卒業時に身につける能力として「課題解決につながる協調性と指導力」「高い倫理観と社会的責任感」などが掲げられ、授業もそうした能力を底上げできるように編成されている。担当者の山内一祥講師は効果についてこう語る。
「成果が目に見えやすくなったことで、学生自身が成長を実感しやすくなっているようです。気が緩みそうになっても、入学時に記入した内容を見て、初心に帰ることもできる」
大学が公表するデータからも、実力がつく大学の素顔が見えてくる。まずは「実就職率ランキング」を見てみよう。
卒業者数別のランキングを見ると、小規模大学が健闘する。卒業者数300人未満の上位4大学は実就職率100%と驚異的だ。
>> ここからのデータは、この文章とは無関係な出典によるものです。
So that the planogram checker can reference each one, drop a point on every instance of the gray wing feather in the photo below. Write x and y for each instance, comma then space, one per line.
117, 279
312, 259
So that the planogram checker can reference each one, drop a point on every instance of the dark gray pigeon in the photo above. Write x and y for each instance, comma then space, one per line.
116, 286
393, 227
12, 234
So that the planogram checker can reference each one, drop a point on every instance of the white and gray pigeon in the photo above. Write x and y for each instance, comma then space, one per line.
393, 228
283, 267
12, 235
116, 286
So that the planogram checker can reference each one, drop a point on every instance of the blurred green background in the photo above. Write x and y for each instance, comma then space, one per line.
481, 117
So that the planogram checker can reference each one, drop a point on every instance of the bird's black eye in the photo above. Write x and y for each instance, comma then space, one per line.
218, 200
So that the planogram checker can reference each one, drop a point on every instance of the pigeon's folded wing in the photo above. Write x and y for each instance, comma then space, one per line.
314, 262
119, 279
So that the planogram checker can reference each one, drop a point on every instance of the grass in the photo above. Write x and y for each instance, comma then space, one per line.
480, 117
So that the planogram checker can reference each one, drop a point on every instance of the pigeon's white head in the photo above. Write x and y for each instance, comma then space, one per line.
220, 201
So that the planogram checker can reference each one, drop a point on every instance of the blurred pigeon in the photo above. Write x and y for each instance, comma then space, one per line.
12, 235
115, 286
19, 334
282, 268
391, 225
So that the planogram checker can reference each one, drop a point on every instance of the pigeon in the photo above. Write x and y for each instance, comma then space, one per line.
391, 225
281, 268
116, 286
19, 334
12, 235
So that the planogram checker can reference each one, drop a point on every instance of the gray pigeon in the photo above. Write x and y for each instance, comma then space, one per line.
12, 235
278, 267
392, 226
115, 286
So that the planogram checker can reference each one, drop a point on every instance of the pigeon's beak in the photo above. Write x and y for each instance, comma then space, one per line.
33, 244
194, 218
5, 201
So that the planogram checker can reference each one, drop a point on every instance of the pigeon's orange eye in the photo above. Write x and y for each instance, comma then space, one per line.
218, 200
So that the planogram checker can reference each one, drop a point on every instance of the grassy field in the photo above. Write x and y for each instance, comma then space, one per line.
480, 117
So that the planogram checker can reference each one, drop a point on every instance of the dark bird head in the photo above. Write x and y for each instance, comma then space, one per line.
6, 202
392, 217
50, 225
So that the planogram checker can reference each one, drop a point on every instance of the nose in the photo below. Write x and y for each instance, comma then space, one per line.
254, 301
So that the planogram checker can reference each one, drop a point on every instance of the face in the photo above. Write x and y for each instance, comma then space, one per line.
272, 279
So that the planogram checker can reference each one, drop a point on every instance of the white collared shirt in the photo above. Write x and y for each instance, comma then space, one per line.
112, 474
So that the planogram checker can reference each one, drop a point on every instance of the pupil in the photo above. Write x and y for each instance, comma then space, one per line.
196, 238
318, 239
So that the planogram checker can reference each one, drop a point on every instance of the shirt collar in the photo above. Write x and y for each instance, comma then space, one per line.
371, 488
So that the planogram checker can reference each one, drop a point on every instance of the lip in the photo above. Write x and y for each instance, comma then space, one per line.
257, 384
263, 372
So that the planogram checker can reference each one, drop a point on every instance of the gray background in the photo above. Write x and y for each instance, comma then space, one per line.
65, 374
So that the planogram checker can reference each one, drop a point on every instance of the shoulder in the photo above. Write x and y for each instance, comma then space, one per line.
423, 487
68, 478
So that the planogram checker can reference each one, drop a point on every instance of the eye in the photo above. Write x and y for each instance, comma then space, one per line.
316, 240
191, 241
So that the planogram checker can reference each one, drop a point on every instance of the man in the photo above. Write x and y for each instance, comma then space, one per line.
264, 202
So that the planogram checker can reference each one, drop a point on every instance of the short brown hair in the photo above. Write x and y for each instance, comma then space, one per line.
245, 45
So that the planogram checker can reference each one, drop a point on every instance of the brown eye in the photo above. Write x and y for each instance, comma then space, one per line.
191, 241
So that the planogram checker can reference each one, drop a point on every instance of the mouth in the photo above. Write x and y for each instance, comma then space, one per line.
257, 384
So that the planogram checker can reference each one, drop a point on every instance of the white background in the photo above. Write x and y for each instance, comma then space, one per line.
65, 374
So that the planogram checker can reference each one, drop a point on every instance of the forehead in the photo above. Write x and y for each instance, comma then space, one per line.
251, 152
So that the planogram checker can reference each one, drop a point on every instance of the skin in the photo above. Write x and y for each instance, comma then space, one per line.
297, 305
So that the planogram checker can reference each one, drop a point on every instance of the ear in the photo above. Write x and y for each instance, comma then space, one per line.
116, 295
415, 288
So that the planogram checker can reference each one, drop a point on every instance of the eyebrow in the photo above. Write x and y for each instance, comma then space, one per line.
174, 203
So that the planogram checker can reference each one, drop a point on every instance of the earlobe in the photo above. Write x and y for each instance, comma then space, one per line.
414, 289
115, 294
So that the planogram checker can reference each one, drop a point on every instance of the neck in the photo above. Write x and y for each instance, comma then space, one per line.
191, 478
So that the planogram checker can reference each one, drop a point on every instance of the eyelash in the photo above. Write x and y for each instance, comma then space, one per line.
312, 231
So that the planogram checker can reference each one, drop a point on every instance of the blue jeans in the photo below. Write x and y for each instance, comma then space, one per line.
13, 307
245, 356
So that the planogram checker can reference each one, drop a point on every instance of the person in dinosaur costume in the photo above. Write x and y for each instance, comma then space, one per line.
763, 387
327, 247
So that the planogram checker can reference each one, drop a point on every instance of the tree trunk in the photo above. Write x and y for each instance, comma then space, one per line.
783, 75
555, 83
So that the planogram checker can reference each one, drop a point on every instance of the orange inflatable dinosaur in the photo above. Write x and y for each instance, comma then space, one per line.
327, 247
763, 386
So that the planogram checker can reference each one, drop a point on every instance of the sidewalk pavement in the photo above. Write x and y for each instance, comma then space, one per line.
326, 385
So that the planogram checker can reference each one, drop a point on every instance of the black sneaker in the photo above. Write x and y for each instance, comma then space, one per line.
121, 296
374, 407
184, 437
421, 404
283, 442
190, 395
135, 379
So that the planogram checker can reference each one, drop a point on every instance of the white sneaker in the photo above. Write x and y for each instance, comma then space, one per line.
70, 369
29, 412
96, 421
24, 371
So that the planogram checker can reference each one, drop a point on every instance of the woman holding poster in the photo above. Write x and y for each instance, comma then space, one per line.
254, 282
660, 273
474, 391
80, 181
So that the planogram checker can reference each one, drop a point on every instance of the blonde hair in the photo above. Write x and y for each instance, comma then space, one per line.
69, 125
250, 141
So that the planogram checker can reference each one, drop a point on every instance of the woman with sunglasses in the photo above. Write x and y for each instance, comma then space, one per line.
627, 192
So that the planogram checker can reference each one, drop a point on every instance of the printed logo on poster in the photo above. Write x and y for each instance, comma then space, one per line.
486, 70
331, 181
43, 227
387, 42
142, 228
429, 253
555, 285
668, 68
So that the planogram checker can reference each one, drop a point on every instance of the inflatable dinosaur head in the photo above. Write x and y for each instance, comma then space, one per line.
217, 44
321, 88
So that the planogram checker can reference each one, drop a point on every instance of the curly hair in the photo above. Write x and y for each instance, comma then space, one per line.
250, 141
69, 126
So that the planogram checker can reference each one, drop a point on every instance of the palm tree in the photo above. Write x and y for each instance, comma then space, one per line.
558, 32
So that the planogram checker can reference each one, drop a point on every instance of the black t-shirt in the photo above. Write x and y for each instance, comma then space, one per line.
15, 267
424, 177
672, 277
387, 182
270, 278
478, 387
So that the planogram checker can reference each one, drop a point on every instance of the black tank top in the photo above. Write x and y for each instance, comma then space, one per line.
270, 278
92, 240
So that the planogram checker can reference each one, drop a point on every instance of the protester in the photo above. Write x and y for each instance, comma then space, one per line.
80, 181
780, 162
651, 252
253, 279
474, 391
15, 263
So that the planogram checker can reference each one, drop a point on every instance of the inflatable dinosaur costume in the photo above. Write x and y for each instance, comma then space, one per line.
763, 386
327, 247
いずれの大学もキャリア支援や就職に向けたネットワークを築くことで、就職実績に反映している。
ランキング上位は公立や私立の大学が目立つ中、国立の福井大に注目が集まる。卒業者1千人以上の国立大で、実就職率は11年連続の全国1位をキープしている。キャリアカウンセラーを置き、東京や大阪、広島、福岡にはサテライトキャンパスを設ける。それらのキャンパスは就職活動中の学生向けに、荷物を預かるほか、更衣室まで用意する。大学ランキング編集者の小林哲夫さんも「地方の国立大では最も攻めている」と高評価だ。
将来の進路が決まっている場合は、職種別の合格者数や合格率にも目を向けてみるといいだろう。
東日本大震災以降、人気を集めている警察官や消防官は、体育会系の学生が多い大学の学生が志望する傾向にあるが、採用人数を見ると、日本大や国士舘大、帝京大など大規模な総合大学が目立つ。これらの大学には警察官や消防官になるための講座が用意されている。日本文化大も警察官に強い大学として有名だ。法学部のみの単科大学で、学生数も800人程度だが、卒業生の4割以上が警察官として採用されている。数学や社会、理科など中学、高校で学ぶ基礎的な知識までも授業でおさらいすることが採用につながっていると言われている。